ERSTE ETAPPE: A8 – AUTOBAHN-KLASSIKER DER MÜNCHNER RICHTUNG SÜDOSTEN
Ruhig liegt der e-tron auf der Straße. Auch bei hoher Geschwindigkeit. Ich steige ins Gas, möchte die Beschleunigung testen. Die ist auf jeden Fall sehr sportlich: 6,6 Sekunden (mit kurzfristigem Boost 5,7) gibt der Hersteller für den Sprint auf 100 km/h an, die Spitze ist bei 200 km/h begrenzt. Den e-tron gibt es mit zwei verschiedenen Akkugrößen und in drei Leistungsversionen. 95 kWh (brutto) stecken in dem mächtigen, rund 700 Kilogramm schweren Akkupack. Nutzbar sind davon netto 86 kWh. Die Reichweite vom Audi e-tron Sportback 55 quattro ist mit 446 Kilometer nach WLTP angegeben – abhängig von Ausstattung und Fahrstil.
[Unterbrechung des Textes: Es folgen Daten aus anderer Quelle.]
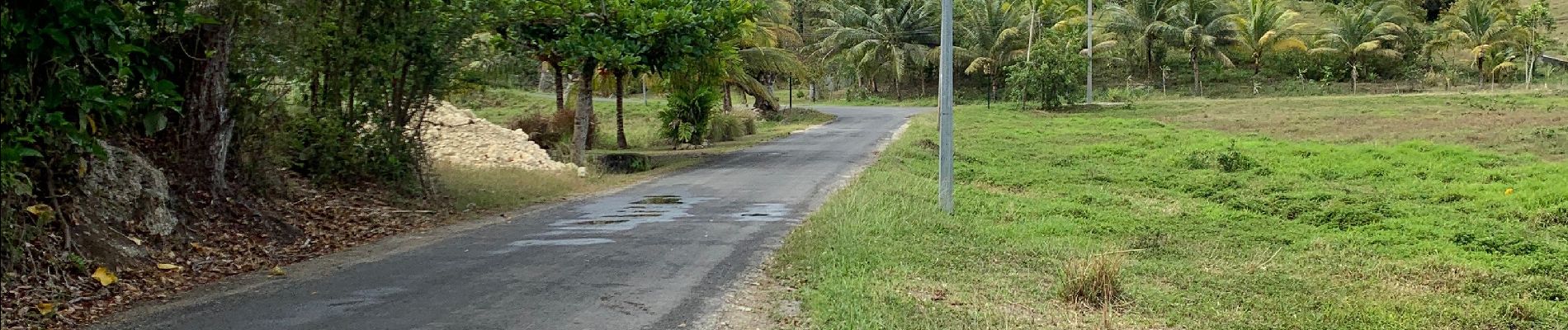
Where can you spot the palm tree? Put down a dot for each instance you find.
(1145, 22)
(991, 30)
(1205, 31)
(1479, 26)
(1362, 31)
(881, 36)
(1263, 26)
(758, 54)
BOXENSTOPP SAMERBERG: CAPPUCCINOPAUSE AN DER IONITY-LADESÄULE
Für die Berge wollen wir gerüstet sein und steuern die IONITY-Ladestation an der SamerbergRaststätte an. IONITY ist ein Gemeinschaftsunternehmen von Audi, Mercedes, BMW, VW und Ford, das sich um das sogenannte High Power Charging (HPC) kümmert und Akku-Schnellladungen über 100 kWh und mehr ermöglicht. Praktisch: Der e-tron hat jeweils links und rechts vorne am Kotflügel einen Ladeanschluss, damit entfällt lästiges Rangieren an die Ladesäule. Das gefällt mir. An der Schnellladestation mit 150 kW lädt er in einer knappen halben Stunde auf 80 Prozent. Sprich, einen Cappuccino trinken, etwas Sonne tanken und weiter geht die Fahrt.
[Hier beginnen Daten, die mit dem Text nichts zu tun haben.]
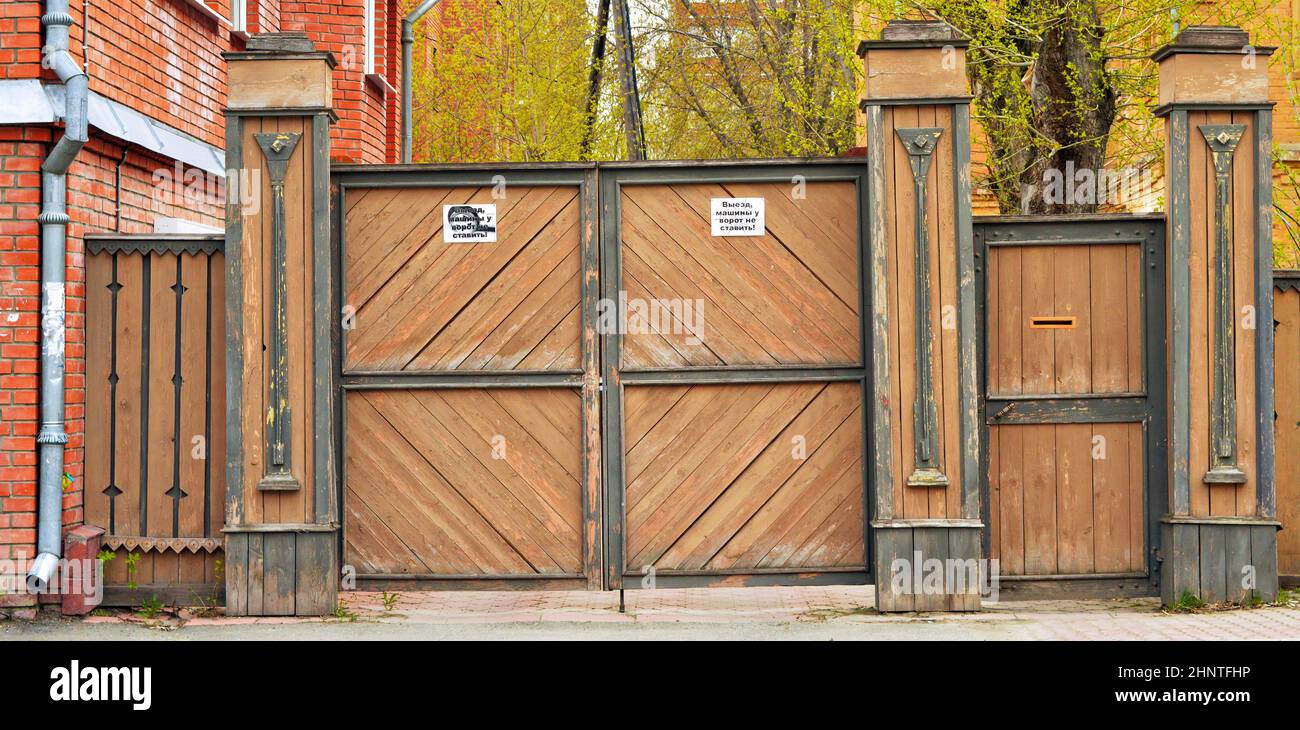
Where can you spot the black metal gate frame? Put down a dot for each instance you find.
(601, 377)
(1147, 405)
(571, 174)
(612, 177)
Überhaupt ist das Laden und Bezahlen easy: Der e-tron Charging Service hat mittlerweile mehr als 180.000 Ladepunkte in 26 europäischen Ländern. Einfach mit der Audi-eigenen Ladekarte oder übers Smartphone zu aktivieren – zu einheitlichen Preisen. Wer vor allem in der Stadt laden möchte, wählt den Citytarif und zahlt eine Grundgebühr von 4,95 Euro im Monat. Wer häufig auf der Autobahn unterwegs ist, nimmt den Transittarif für 17,95 Euro im Monat und kann alle Schnelladesäulen nutzen. 0,48 Euro/kWh für DC-Laden, 0,38 Euro/kWh für AC-Laden. Das superschnelle Laden an einer Ionity-Säule kostet 0,31 Euro/kWh im Transittarif.

GEWÖHNUNGSBEDÜRFTIG: VIRTUELLE AUSSENSPIEGEL
Kameras an schmalen Ärmchen zeigen ein digitales Bild des rückwärtigen Verkehrs auf OLEDDisplays am Übergang zwischen Türen und Armaturenbrett. Das sieht spacig aus und ist wahrscheinlich aerodynamischer, auch der tote Winkel verschwindet, aber ich sehne mich nach den gewöhnlichen Außenspiegeln. Das räumliche Sehen fällt schwerer: Wie schnell ein Auto von hinten ankommt, ist in einem gewöhnlichen Spiegel besser zu erkennen. Diese optionale Ausstattung (Preis um die 1500 Euro) kann man sich, meiner Meinung nach, sparen.

AUDI AG

RUNDE SACHE: AUTOMATISIERTES FAHREN
Was richtig Spaß macht, ist das automatisierte Fahren. Der e-tron wechselt, wenn man den Blinker setzt sehr weich auf die andere Spur und erkennt gut, ob jemand von hinten kommt. Auch die Anpassung der Geschwindigkeit ist sehr angenehm und rund. Der Wagen reduziert von alleine die Geschwindigkeit, wenn ein anderes Fahrzeug vor ihm ist, oder man mit zu hoher Geschwindigkeit unterwegs ist. Trotzdem hat man die Freiheit auch mal über die Stränge zu schlagen. Gefällt uns gut! Eine Besonderheit ist das Gaspedal des Audi e-tron, das den Fahrer über einen kurzen Ruck auffordert, den Fuß vom Pedal zu nehmen, wenn er beispielsweise auf eine Ortschaft zufährt. So lässt sich vorausschauend fahren und Energie sparen.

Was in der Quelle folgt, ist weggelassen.